Redis or Zookeeper for distributed locks?

Posted by itisme on Sun, 27 Feb 2022 00:51:50 +0100

Distributed locks are usually implemented in the following ways:

  • database

  • Cache (e.g. Redis)

  • Zookeeper

  • etcd

In actual development, Redis and Zookeeper are mostly used, so this article only talks about these two.

Before discussing this issue, let's take a look at a business scenario:

System A is an e-commerce system. At present, it is deployed on A machine. There is an interface for users to place orders. However, users must check the inventory before placing orders to ensure that the inventory is sufficient.

Because the system has certain concurrency, the inventory of goods will be saved in Redis in advance, and the inventory of Redis will be updated when users place an order.

The system architecture is as follows:

But this will cause a problem: if at a certain time, the inventory of a commodity in redis is 1, then two requests come at the same time. One request is executed to step 3 of the above figure, and the inventory of the database is updated to 0, but step 4 has not been executed yet.

When another request is executed to step 2, if it is found that the inventory is still 1, continue to step 3.

As a result, two goods were sold, but there was only one in stock.

It's obviously wrong! This is a typical inventory oversold problem

At this time, it is easy to think of a solution: Lock steps 2, 3 and 4 with a lock. After they are completed, another thread can come in and execute step 2.

According to the above figure, when executing step 2, use synchronized or ReentrantLock provided by Java to lock, and then release the lock after executing step 4.

In this way, the steps 2, 3 and 4 are "locked", and multiple threads can only be executed serially.

But the good time is not long. The concurrency of the whole system soars, and one machine can't carry it. Now add a machine, as shown in the following figure:

After adding the machine, the system becomes as shown in the figure above, my God!

Assuming that the requests of two users arrive at the same time, but fall on different machines, can the two requests be executed at the same time, or will there be an oversold problem.

Why? Because the two A systems in the above figure run in two different JVMs, the locks they add are only valid for the threads in their own JVMs, but not for the threads of other JVMs.

Therefore, the problem here is that the native locking mechanism provided by Java fails in the scenario of multi machine deployment

This is because the locks of the two machines are not the same lock (the two locks are in different JVM s).

Then, as long as we ensure that the locks added by the two machines are the same lock, won't the problem be solved?

At this point, it's time for distributed locks to make a grand debut. The idea of distributed locks is:

Provide a global and unique "thing" to obtain the lock in the whole system, and then ask this "thing" to get a lock when each system needs to lock, so that different systems can be regarded as the same lock.

As for this "thing", it can be Redis, Zookeeper or database.

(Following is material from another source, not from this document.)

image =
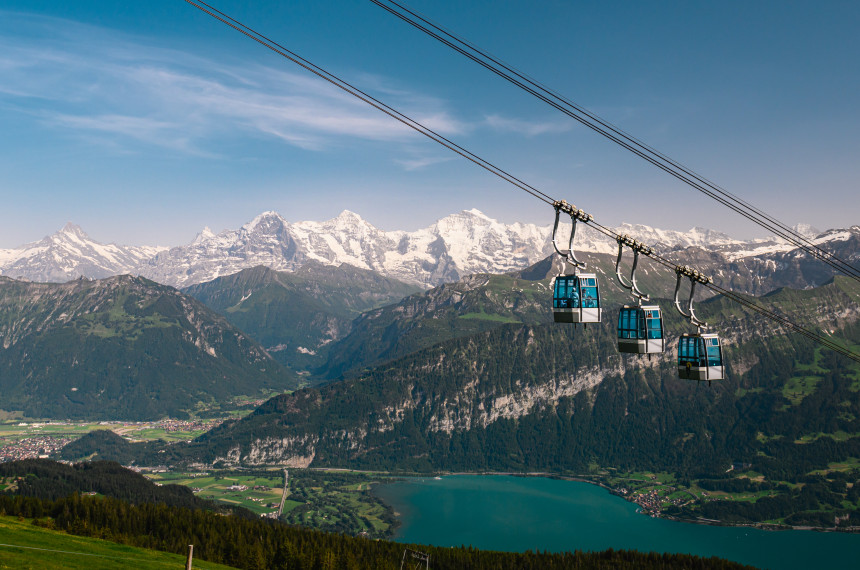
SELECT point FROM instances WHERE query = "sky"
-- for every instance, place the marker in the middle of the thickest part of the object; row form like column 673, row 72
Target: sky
column 144, row 122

The text description is not very intuitive. Let's look at the following figure:

Through the above analysis, we know the inventory oversold scenario. In the case of distributed deployment system, using Java's native locking mechanism can not ensure thread safety, so we need to use the distributed locking scheme.

So, how to implement distributed locks? Keep looking down!

Redis based distributed lock

According to the above analysis, why do we use distributed locks? Let's take a specific look at how to deal with distributed locks when they fall to the ground.

The most common solution is to use Redis as a distributed lock

The idea of using redis as a distributed lock is like this: set a value in redis to indicate that the lock is added, and then delete the key when the lock is released.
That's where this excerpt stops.